Imagine that you want to create a convolutional neural network, and you want to tune the number of layers and the filter size in each layer. In this case, the number of hyperparameters varies depending on the number of layers. Does Ray Tune provide a natural way to express this?
Hi @rshin, great question! Currently there is no “natural” way to do this in Ray Tune, i.e. we don’t have utilities for that. However, since our search space definition allows dependent objects with tune.sample_from, we can build this behavior with numpy.
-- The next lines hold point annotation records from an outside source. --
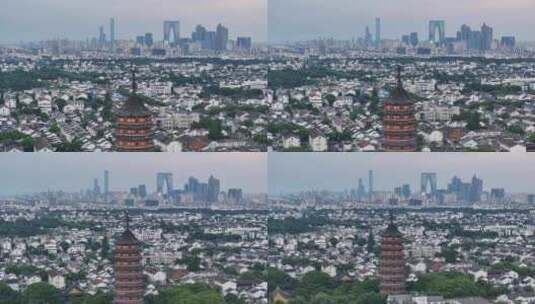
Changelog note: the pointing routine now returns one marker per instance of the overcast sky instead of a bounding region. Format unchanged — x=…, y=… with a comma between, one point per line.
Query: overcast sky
x=33, y=172
x=33, y=20
x=296, y=172
x=296, y=20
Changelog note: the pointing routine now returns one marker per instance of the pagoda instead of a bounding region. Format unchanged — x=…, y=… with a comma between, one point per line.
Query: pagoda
x=392, y=273
x=399, y=120
x=129, y=281
x=134, y=130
Basically, you first sample a number of layers and then sample an array of that size. Here is an example:
from ray import tune
from ray.tune.suggest.variant_generator import generate_variants
import numpy as np
tune_config = {
"num_layers": tune.randint(1, 4),
"filter_h": tune.sample_from(
lambda spec: np.random.randint(1, 5, size=spec.config.num_layers)),
"filter_w": tune.sample_from(
lambda spec: np.random.randint(1, 5, size=spec.config.num_layers))
}
# This generates 10 variants
for _ in range(10):
for _, variant in generate_variants(dict(config=tune_config)):
config = variant["config"]
print(f"Config: {config}")
# This code will be in the training function to read the parameters
for layer in range(config["num_layers"]):
w = config["filter_w"][layer]
h = config["filter_h"][layer]
print(f"Layer 1 width={w} height={h}")
Please note though that this will only work with random and grid search and not with custom search algorithms. It will work however with schedulers like ASHA and PBT.
Yes, that makes sense! Thank you for the code example.
I understand that with random sampling of certain parameters that can depend on others’, we can effectively get the hierarchical behavior. However, as you mentioned, this approach only works with schedulers. Do you know if any of the search algorithms supported by Ray Tune can natively handle these kinds of search spaces, and if so, whether there are any plans to add support for it in Ray Tune in the future?